One more thing I love about XP is, it keeps everyone informed of what is going on, which in turns backs feedback cycles. When everyone knows what is going on, they participate in overall effort rather then mere work assignment.

I understood the importance of system metaphor the harder way..

Sunday, January 14, 2007

Experiments with Continuous Integration

Ok, I've build yet another continuous integration tool. May be it's not as cool as CruiseControl or Continuum etc. but it serves the purpose very well.

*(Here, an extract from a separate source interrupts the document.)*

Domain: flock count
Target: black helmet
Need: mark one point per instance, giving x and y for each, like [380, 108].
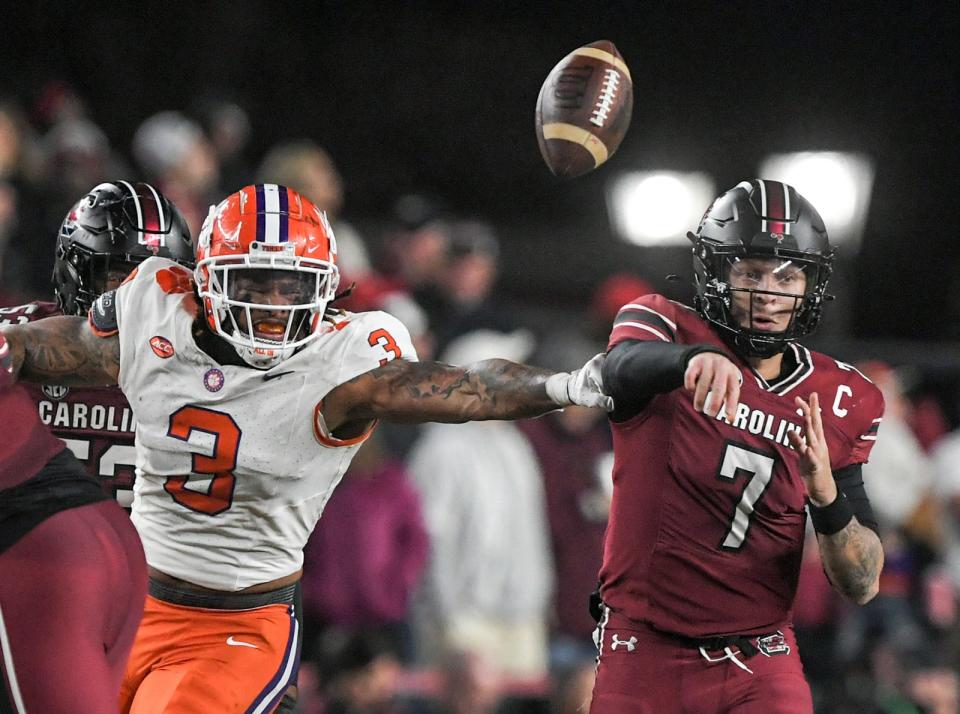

We've a working set of around 1 million lines of Java code, scattered around 72 plug ins and features. It generally takes around 15 minutes to do a complete build and CVS fetch takes horrible half an hour, Ketan keeps reminding me to migrate from CVS to SVN and I should do that soon. All in all, It takes around forty minutes to export the BluePrint Foundry (BPF).

Manual build is too painful, which forced me to do something smarter. I'd initially setup a automated build with the help of:
  • Eclipse PDE RCP Build script running as headless ant application.
  • Few utility DOS Batch files (I know, it sucks) for fetching src, moving and rotating build files according to days.
  • Windows Scheduler to run the nightly build.
It took two days of research to set it up and get it running successfully, it made life very easy until we started off with major refactoring to make BPF feature- based.

Some where in the dark corners of the "PDE build code" is the assumption to build features in alphabetical order(see bug for details), we've few features which have non-alphabetical dependencies. However it works perfectly in eclipse workbench because all(installed+workspace) the plug-ins are visible in the host platform, but not in headless PDE Build. I'm still struggling to make it work again.

In the mean time...

A quick look in to product export action tempted me to develop a plug-in which can export product in one shot, which can, then, very well can run as head-less eclipse application.

All it took was two hours of code browsing and extending the job and putting appropriate parameters in FeatureModel VO and executing that Job. Hmm.. it still required me to go on build machine and run that, with code in my hand i can configure very good scheduling framework to build. However, that would have been too much of time-investment at that point, rather i wrote one JMX Service which can be triggered from my workstation, cool and pretty easy.

Now, I've a build utility which can be remote triggered from any tool which understands JMX and can work with existing PDE builds. It will continue to make my life easier until the bug is fixed and I've a patch.